- Bonjour Violette, vous êtes prête ?
Violette ne prit même pas la peine de tourner les
yeux vers la porte de la pièce.
- Non, je ne sors pas aujourd’hui.
- Mais vous savez pourtant qu’il faut faire un
peu d’exercice chaque jour. À votre âge,…
- À mon âge, mademoiselle, on ne se laisse plus
dicter sa conduite depuis bien longtemps.
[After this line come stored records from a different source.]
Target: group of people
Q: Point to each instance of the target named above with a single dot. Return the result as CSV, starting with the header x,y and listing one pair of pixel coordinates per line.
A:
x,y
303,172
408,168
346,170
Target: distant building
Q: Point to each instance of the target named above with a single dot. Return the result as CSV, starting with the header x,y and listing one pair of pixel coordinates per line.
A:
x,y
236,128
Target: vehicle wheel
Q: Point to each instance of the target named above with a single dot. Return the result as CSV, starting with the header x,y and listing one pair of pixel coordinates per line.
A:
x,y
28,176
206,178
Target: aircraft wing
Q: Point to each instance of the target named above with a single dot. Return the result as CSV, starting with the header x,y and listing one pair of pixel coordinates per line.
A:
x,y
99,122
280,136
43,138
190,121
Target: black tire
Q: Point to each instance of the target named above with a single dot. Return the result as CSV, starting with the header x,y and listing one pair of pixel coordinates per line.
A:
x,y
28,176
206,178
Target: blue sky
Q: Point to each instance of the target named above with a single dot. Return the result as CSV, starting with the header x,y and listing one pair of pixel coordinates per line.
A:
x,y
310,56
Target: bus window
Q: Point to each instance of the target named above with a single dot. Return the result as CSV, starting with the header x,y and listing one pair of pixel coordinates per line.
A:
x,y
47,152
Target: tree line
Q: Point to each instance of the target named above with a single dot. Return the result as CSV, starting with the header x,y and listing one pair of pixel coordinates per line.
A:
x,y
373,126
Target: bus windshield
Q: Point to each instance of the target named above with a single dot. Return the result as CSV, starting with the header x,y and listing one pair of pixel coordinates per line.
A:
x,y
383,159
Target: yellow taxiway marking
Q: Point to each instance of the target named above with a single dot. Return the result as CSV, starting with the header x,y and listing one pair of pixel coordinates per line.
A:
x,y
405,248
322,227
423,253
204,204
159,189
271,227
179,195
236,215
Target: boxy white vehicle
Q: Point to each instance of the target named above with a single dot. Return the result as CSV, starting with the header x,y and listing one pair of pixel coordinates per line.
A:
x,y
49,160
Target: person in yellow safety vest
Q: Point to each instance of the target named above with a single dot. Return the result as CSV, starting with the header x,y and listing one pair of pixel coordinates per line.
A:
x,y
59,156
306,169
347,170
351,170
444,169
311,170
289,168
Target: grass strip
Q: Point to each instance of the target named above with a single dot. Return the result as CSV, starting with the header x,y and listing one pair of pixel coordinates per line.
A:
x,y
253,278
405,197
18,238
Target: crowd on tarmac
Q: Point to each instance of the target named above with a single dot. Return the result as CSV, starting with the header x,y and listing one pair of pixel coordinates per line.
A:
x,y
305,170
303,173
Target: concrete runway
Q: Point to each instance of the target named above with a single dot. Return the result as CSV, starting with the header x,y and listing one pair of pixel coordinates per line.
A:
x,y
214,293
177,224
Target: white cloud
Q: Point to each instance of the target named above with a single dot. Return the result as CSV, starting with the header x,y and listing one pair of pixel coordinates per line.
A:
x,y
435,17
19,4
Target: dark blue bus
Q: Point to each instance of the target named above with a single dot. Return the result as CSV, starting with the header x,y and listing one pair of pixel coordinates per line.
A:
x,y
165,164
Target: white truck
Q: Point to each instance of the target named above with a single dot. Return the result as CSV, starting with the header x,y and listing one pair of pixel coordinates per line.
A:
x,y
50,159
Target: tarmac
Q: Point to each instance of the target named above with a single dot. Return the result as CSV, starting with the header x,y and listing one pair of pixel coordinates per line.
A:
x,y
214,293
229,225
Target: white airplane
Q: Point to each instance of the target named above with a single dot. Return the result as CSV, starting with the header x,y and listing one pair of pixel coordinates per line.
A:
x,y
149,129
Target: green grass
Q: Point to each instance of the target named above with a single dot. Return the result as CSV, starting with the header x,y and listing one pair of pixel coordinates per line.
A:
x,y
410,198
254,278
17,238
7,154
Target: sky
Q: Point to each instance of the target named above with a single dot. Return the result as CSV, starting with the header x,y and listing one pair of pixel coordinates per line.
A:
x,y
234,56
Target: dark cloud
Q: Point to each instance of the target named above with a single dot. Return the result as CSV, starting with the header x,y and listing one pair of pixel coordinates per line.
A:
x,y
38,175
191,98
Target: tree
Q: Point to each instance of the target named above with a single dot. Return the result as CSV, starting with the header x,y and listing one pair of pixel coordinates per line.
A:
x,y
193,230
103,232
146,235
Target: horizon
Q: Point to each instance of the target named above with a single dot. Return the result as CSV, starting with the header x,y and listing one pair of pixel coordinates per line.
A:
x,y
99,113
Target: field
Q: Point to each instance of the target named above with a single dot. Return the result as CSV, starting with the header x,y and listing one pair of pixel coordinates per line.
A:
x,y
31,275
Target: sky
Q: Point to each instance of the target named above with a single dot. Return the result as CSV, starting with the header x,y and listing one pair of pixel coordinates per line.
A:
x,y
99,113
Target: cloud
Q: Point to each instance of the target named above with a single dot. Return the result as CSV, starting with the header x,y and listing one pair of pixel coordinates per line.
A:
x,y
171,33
Et puis, j’ai des choses bien plus
urgentes à faire.
- Allons, faites un effort, nous sommes jeudi
aujourd’hui, nous allons à l’infothèque.
- Bon sang, l’infothèque ! Aller encore
poser son cul devant un écran d’ordinateur… Comme si je ne l’avais pas fait
assez ! Et vous appelez ça faire de l’exercice ? Ah oui, quand
j’étais gamine, parcourir les Chiroux d’un bout à l’autre, les bras chargés de
livres qui sentaient bon la poussière, … Ah ben ça c’était de l’exercice !
Mais là, aller s’agglutiner autour d’un comptoir et demander qu’on daigne nous
télécharger une version épurée et édulcorée du dernier polar sorti d’on ne sait
où, mais qu’il ne faut pas manquer.
Violette fait une pause, elle réfléchit. Puis
repart avec enthousiasme.
- Mais oui, j’y pense, il paraît qu’on a
retravaillé l’intégrale du Trône de Fer. Évidemment, on a supprimé toutes les
scènes de sexe, les passages trop violents et tous les débordements
fantasmagoriques. Elle tient maintenant, si je ne me trompe, en trois tomes.
C’est bien cela ? Ah ! Ça va quand même être plus agréable à lire… et
plus rapide.
La jeune femme lui sourit gentiment.
- Alors venez, dépêchez-vous. Enfilez votre
manteau, il fait froid. Les autres nous attendent.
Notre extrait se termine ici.